If you plan to expand the business rapidly or take it public, or to go after venture capital, many accountants and attorneys recommend incorporating in Delaware.
Delaware incorporations have low incorporation and LLC formation fees as well as low annual franchise fees and no state corporate income tax for companies that actually operate outside of Delaware. It also has no minimum capital required for incorporation and one person can hold all the corporate offices. Shares which are owned by Delaware nonresidents are not subject to Delaware personal income tax or inheritance tax. You also don't need to actually have an office or even a bank account in Delaware; although you will need a registered agent there (an ongoing annual cost I might add). An added plus is that the names of initial directors need not appear in public records. Due to its separate "Chancery Court" for business disputes, Delaware's court system does facilitate quicker dispute resolution.

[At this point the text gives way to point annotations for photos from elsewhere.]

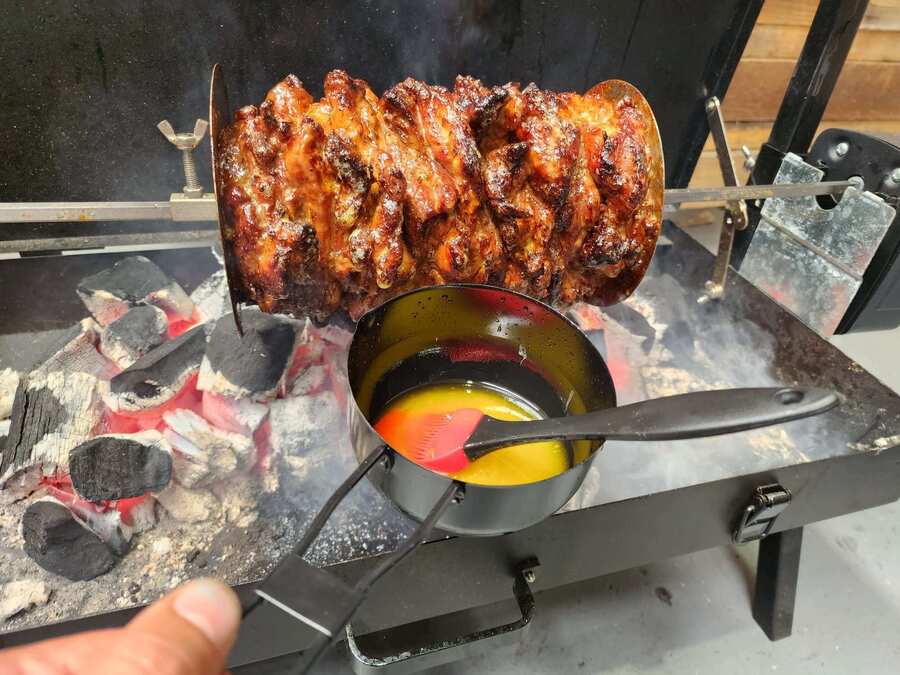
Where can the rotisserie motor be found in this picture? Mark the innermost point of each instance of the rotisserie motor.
(346, 201)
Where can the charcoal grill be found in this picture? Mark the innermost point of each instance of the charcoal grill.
(669, 499)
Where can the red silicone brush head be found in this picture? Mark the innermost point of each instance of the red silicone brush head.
(435, 440)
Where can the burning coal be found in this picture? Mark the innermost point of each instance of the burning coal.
(156, 408)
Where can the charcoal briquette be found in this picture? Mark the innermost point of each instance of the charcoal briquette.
(117, 466)
(56, 541)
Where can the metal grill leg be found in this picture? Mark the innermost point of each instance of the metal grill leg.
(777, 569)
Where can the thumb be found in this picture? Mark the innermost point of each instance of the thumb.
(189, 632)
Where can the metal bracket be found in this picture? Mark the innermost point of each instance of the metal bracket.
(810, 259)
(767, 503)
(735, 210)
(456, 648)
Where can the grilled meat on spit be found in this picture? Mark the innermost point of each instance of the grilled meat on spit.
(346, 201)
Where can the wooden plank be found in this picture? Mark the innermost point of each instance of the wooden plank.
(880, 15)
(708, 174)
(754, 134)
(785, 42)
(865, 91)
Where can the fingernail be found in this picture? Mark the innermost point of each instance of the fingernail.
(212, 608)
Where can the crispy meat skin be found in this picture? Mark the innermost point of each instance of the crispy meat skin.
(343, 202)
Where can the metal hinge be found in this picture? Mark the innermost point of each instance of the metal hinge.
(757, 520)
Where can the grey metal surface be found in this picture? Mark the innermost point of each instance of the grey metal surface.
(660, 341)
(809, 259)
(183, 208)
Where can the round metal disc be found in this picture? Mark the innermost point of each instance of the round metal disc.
(219, 116)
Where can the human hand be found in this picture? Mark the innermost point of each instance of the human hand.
(188, 632)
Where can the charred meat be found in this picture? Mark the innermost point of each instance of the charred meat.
(343, 202)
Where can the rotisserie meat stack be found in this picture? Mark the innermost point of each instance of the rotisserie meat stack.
(346, 201)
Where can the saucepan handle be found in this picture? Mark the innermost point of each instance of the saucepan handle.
(318, 597)
(446, 651)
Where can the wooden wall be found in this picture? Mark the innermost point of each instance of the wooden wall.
(867, 95)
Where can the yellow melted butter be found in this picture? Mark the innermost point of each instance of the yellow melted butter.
(517, 464)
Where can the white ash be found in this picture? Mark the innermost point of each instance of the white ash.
(120, 466)
(159, 375)
(143, 516)
(303, 423)
(241, 415)
(335, 335)
(204, 453)
(20, 596)
(24, 484)
(211, 298)
(189, 506)
(79, 395)
(238, 497)
(107, 525)
(162, 546)
(132, 281)
(79, 353)
(254, 364)
(9, 380)
(310, 380)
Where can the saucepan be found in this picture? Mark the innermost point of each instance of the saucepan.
(496, 337)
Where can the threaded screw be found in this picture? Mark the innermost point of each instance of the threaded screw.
(186, 142)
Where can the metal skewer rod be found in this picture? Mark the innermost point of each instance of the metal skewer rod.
(744, 192)
(204, 209)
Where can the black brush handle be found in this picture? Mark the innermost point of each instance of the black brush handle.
(695, 415)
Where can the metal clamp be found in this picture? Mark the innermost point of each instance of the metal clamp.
(768, 502)
(735, 210)
(186, 142)
(447, 651)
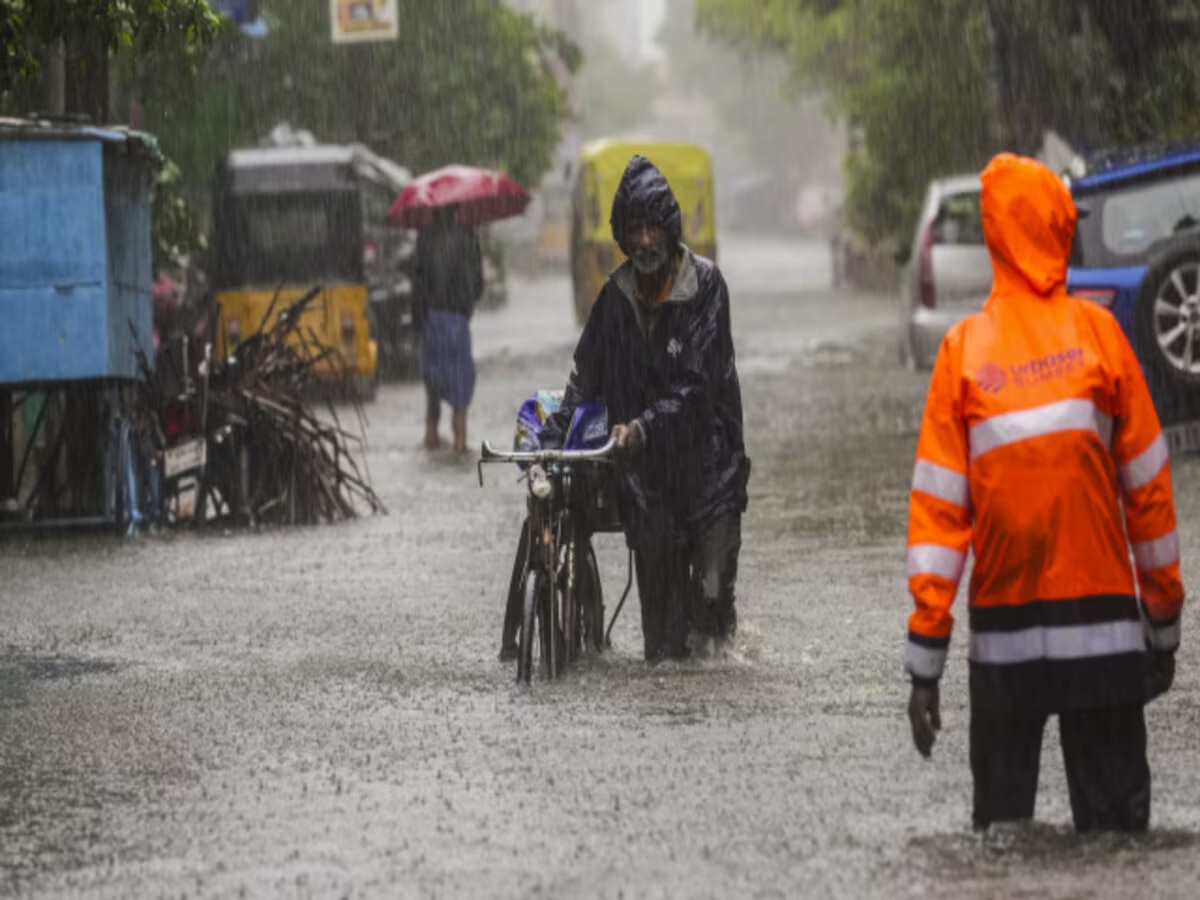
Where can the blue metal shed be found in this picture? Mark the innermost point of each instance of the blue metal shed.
(76, 303)
(75, 252)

A very large number of the public companies which trade on the New York Stock Exchange are Delaware corporations. So, if you think your business will actually go public one day, the stock market respects Delaware. In addition, venture capital investors tend to favor Delaware corporations because they desire the companies they fund to go public as soon as possible.
Nevada incorporations are another frequently asked about option - the appeal being that Nevada has no state tax on corporate profits, no state franchises taxes or state personal income tax. Also, similar to Delaware, stockholders of Nevada companies are not a matter of public record, so there is the element of privacy. But, on the downside, Nevada companies may need to qualify or register to do business in their local jurisdiction which, again may result in additional fees to the state where you operate the business. Nevada corporation and LLC fees can also be higher than other states.
A corporation with business sites in multiple states will generally incorporate or form an LLC in a single state and then qualify to do business in other states by filing the necessary registrations in the other states, paying additional franchise taxes and filing annual reports. Just keep in mind that your decision as to where to incorporate can affect your business on many levels. If you expect fast growth in many states or want to establish partnerships around the country, you may want to consider incorporating in Delaware or Nevada. This is certainly more convenient than repeatedly starting then dissolving in state corporations as you move around the country - which by the way carries huge tax complexities.
So, if by now you are thinking: All these different state filing must be horendously complicated from a corporate tax filing standpoint in terms of carving out taxable income by state - which by the way all have differences in the Nexus computations - you're right. That's why it's so important to first consult with your attorney and CPA before making any decisions as to which state to incorporate in.